You cant overclock prebuilt computers


----------



## ozlay

It should be under the advanced mode.


----------



## mattliston

o1dschoo1 said:


> You cant overclock prebuilt computers


Dont say that. Majority of "prebuilt" comptuers these days are standard consumer motherboards.

Could be an old BIOS version causing the issue. Or the user.


----------



## RAINFIRE

Try the Search Icon and type in: msinfo32.exe and that will bring up the System Information Applet. More than likely your motherboard will be listed under the 'Baseboard' section. Also, you will see other relevant information there. I've no idea about the mother board on the Asus ROG Strix GL10DH. But the manual doesn't appear to cover the BIOS.









ROG Strix GL10DH | ROG Strix GL10DH | Gaming Desktops｜ROG - Republic of Gamers｜ROG USA






rog.asus.com


----------



## ozlay

I think the GL10DH is/has an oem version of the asus prime b450m-k.


----------



## o1dschoo1

^ just cause it uses a consumer board doesnt mean they dont custom bios it to lock it down.


----------



## zincwyd

this is what it says


----------



## o1dschoo1

zincwyd said:


> this is what it says
> View attachment 2480198


Does not support overclocking. Looked it up. Change the board out if you have to have overclocking


----------



## zincwyd

ok


----------



## mattliston

Overclocking, if disabled, was likely done due to how your motherboard has zero vrm heatsinks. At least, according to pictures online.

VRM temps are necessary to keep down during overclocking.

Best you can do right now is to make sure you have the newest chipset drivers installed, then enable the windows high performance ryzen power plan.

That alone should be worth 5-15% performance over "balanced"


----------



## ozlay

Go into bios and hit F7 for the advanced menu. Then go to the advanced tap and scroll down until you see "AMD overclocking". Open and hit accept on the user agreement. And after that you should have a dumbed down version of the Ai tweaker. And you can set the ram timing and speed in there.


----------



## Olenmonkey

ozlay said:


> Go into bios and hit F7 for the advanced menu. Then go to the advanced tap and scroll down until you see "AMD overclocking". Open and hit accept on the user agreement. And after that you should have a dumbed down version of the Ai tweaker. And you can set the ram timing and speed in there.

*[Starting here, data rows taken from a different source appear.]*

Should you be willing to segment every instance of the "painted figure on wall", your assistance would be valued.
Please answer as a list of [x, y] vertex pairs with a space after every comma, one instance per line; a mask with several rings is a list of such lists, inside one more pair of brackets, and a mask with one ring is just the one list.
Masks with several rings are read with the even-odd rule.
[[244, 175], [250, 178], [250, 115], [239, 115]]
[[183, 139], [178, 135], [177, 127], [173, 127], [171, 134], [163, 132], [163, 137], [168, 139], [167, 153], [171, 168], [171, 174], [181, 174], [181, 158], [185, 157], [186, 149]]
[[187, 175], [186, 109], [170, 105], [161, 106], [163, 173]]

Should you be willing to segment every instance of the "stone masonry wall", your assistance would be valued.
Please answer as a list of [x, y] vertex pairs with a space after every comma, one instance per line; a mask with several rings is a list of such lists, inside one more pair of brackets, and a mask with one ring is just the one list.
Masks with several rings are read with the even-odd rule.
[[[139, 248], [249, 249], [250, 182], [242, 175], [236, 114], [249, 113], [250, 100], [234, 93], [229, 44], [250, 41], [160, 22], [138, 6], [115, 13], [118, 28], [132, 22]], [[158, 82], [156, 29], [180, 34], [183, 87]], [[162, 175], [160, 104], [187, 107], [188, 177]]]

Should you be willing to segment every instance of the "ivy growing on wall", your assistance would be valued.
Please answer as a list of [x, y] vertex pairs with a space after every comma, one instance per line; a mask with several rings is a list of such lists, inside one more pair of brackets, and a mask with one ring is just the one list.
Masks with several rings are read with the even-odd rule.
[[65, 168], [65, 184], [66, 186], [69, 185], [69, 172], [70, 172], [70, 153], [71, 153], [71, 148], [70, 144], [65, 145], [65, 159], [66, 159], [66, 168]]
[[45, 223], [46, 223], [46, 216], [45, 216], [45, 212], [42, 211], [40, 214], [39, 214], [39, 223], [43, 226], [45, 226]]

The GL10DH does NOT have any overclocking options. The advanced BIOS setup does NOT include AI overclocking/tweaker, or any ability to change any clock speeds. mattliston was correct; the board lacks necessary heat sinking to safely overclock. If you were to somehow manage to overclock a GL10DH, it would die very quickly.


----------



## ragesethi

o1dschoo1 said:


> What board do you have


 i got a prebuilt and i cant find my motherboard


----------



## o1dschoo1

ragesethi said:


> i got a prebuilt and i cant find my motherboard


You can't overclock it then


----------



## kasperfilipiak8

Could you help me i have no ai overclock tuner my motherboard is asus prime b360m-a and the version is 2811 Rec X.0x


----------



## kasperfilipiak8

gh


----------



## mattliston

kasperfilipiak8 said:


> Could you help me i have no ai overclock tuner my motherboard is asus prime b360m-a and the version is 2811 Rec X.0x


you need a z370 or z390 board to overclock your 8th generation intel processor. B360 and B365 chipsets do NOT have overclocking enabled.

Your processor also needs to be unlocked when matched to an unlocked chipset.

I found this out by searching your motherboard, finding it on the Asus website, and reading the first page that says the maximum ddr4 speed is 2666, which indicates no overclocking.


----------